Once I visited many an office and in the ordinary business of life needed the facilities of shops for my needs. It is now months since I went to any shop and I forget the last time I visited an office or bank. My main issue now is when will the phone go ping to tell me when the delivery person arrives.

So it is very peculiar to read in the claims for the vital need for new railways that the calculation of the amount of time needed by business men to be functioning is critical to government decision making. The business person who regularly visits me is always in contact on a world wide basis for either individual or group response.

But railways are supposed to be for mass movement and not just the bosses and the rich. There is more of a logic when mass movement is needed in heavily urbanised areas. That is ones that have jobs for people to go to and has the ability to tax to pay for provision if profit is unlikely or unprofitable for various reasons.

The visions we are presented with by the lobbyists and policy makers are uncannily like the futuristic plans and films of the 1930's that impacted so much on government urban planning of the later 20th Century. However, it did not work out like that. In the UK we finished up with dreary, inadequately serviced council estates, elsewhere in the world it was shanty towns. Neither of which enabled any profit or surplus from railway building.

The rationalisation of rail in the UK in the mid 20th Century is referred to as the Beeching report from the name of the chairman of the committee that recommended the major changes in the railway system to meet the then present and immediate future. He is alleged to be a big bad man, but he was just one in a long line of people for whom the railways were a problem needing difficult decisions.

Wikipedia has a page on "Railway Mania" about the 1840's crisis. We did not learn much from that nor all the other problems as the system extended rarely on rational grounds, more on hope and forecasts that proved hopelessly wrong. By 1914 the system was having problems, by 1918, the end of the war it was in crisis.

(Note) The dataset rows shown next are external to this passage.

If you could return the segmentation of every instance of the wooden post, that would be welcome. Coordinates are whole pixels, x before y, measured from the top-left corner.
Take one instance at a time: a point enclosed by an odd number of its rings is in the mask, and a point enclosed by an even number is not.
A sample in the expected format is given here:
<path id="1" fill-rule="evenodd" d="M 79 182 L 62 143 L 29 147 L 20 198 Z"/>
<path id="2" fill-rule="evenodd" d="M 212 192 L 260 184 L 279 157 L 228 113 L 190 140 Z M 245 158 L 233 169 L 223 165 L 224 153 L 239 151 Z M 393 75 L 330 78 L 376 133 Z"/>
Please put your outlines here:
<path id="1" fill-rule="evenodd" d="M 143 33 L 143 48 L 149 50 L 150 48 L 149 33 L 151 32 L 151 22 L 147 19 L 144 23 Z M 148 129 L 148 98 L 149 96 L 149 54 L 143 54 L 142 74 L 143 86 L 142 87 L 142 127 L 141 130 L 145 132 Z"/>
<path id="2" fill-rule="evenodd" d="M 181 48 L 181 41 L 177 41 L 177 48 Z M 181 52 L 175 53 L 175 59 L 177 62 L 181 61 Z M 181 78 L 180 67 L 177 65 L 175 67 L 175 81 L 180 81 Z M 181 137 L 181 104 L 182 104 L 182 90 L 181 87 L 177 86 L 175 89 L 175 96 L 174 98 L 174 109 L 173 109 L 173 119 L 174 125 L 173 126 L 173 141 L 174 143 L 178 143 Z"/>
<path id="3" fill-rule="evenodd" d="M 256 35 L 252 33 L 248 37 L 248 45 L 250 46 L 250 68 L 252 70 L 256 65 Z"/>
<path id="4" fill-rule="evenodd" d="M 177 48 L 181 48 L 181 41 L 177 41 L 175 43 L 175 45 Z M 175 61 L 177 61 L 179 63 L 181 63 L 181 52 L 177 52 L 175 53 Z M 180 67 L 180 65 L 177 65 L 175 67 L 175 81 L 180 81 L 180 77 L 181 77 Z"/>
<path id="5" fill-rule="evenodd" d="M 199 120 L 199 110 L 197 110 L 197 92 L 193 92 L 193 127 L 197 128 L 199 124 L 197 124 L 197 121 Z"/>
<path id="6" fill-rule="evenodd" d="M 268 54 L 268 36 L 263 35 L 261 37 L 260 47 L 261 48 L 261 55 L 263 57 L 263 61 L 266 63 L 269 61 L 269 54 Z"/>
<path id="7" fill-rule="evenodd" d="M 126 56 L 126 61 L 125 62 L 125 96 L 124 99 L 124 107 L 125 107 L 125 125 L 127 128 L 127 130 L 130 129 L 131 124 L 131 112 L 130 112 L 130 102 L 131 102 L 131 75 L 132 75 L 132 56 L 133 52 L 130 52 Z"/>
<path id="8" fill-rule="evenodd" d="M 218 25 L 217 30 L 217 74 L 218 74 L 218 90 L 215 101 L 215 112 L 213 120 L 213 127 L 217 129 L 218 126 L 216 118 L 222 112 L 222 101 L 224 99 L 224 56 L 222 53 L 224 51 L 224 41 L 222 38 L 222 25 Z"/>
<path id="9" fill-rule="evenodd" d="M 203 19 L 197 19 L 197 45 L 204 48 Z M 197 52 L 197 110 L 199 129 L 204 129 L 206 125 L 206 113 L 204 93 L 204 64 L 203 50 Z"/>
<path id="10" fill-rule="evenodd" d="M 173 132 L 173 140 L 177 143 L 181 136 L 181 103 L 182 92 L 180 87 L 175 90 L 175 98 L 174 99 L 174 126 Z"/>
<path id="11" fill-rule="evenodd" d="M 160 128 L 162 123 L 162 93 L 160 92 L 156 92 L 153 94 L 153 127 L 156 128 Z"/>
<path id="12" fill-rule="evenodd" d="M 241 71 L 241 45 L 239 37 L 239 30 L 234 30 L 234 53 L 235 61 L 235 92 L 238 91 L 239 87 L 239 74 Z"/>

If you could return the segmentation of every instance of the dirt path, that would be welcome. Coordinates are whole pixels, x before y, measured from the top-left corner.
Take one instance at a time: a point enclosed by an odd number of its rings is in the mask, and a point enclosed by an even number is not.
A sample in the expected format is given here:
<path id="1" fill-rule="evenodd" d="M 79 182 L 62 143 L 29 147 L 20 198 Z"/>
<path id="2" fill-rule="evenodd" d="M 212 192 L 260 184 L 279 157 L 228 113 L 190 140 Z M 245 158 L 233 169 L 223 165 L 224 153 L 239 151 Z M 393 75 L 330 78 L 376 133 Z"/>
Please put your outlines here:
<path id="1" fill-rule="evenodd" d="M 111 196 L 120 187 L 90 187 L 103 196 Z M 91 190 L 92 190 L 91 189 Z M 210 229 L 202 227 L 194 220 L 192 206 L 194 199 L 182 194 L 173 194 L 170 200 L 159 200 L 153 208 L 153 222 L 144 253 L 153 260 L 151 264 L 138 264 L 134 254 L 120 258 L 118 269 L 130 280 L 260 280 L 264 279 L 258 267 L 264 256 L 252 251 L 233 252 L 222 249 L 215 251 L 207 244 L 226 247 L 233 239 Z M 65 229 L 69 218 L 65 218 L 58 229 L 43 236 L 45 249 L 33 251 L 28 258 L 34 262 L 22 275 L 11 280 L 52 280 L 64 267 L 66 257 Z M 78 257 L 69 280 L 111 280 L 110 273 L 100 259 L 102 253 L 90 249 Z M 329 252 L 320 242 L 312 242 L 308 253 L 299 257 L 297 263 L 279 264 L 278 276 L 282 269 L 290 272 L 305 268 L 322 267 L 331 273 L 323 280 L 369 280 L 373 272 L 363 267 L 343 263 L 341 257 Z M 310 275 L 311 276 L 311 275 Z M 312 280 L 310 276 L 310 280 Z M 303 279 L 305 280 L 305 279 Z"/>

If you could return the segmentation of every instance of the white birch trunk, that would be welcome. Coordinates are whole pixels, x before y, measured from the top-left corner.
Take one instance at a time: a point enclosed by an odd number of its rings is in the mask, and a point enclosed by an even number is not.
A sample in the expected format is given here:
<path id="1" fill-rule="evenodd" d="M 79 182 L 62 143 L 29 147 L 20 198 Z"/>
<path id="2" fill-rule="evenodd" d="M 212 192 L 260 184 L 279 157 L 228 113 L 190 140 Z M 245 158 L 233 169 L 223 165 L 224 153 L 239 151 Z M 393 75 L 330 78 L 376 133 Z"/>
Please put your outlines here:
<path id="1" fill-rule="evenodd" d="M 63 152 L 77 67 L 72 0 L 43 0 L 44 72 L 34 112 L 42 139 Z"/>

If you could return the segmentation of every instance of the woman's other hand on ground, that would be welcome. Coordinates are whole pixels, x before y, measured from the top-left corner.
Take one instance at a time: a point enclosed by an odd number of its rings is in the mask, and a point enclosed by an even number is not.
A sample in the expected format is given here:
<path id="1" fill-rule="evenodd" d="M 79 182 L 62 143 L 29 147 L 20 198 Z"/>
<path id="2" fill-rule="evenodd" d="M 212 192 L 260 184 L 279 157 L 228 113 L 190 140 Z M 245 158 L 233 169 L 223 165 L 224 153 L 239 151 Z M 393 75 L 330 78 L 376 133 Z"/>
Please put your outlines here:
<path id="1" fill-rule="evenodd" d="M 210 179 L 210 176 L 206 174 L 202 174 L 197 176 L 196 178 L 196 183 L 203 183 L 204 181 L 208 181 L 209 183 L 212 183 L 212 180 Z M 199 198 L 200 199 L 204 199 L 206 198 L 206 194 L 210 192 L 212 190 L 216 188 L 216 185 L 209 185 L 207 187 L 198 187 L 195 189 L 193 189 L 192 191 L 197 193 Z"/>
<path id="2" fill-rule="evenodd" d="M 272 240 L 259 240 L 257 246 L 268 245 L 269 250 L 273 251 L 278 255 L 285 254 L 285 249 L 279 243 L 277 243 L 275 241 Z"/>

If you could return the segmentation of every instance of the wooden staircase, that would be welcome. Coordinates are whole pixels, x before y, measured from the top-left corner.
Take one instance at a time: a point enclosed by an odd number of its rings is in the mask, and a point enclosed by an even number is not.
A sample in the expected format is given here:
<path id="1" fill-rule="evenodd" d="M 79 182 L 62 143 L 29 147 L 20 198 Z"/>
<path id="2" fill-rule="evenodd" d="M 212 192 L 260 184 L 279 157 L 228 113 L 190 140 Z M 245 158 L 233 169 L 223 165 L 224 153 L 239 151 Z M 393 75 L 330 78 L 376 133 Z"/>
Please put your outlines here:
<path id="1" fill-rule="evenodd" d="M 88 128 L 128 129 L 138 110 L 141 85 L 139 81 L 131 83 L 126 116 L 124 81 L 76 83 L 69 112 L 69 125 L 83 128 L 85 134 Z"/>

So we had the "Rationalisation" of 1923, a political botch job that cobbled together many into few. As the new HQ's went up they provided for public relations etc. Hence all those films about the wonders of progress on the railways. Actually, not much did change, but a few fast trains on key lines with waiters convinced a gullible public and the politicians were served a decent lunch, along with the busy businessmen.

Then came 1939 to 1945 and a war that left the railways in a dire state. With a Labour Government that meant nationalisation. The end of the war also meant a lot of cheap trucks and vans on the market as well as factories producing them and this meant a new world of delivery and transport.

The 1970's saw a changed system, but still with too many inherited problems. Then in the 1980's we had a Conservative government who rather than see money effectively going to the unions, preferred it to go to the companies etc. supporting them and we had a privatisation which was not really but only partial and it was almost back to a pre 1914 type of organisation and government support.

What is quite clear to me is that the proposals for new lines mean structures with liabilities that will never, ever, yield a surplus but will have to be funded, perhaps substantially either by subsidy derived from tax or year on year additions to government debt.

Also, while one or two may have their advantages, the reinstatement of lines closed will bear the same kind of costs and maintenance and running deficits. Quite what the lines will be like if the urbanisation planning goes wrong can only be imagined.

But perhaps not, the picture above gives a good example. Say West Hampstead in 2050?

2 comments:

  1. I feel a "what if" coming on. The trouble is there are so many.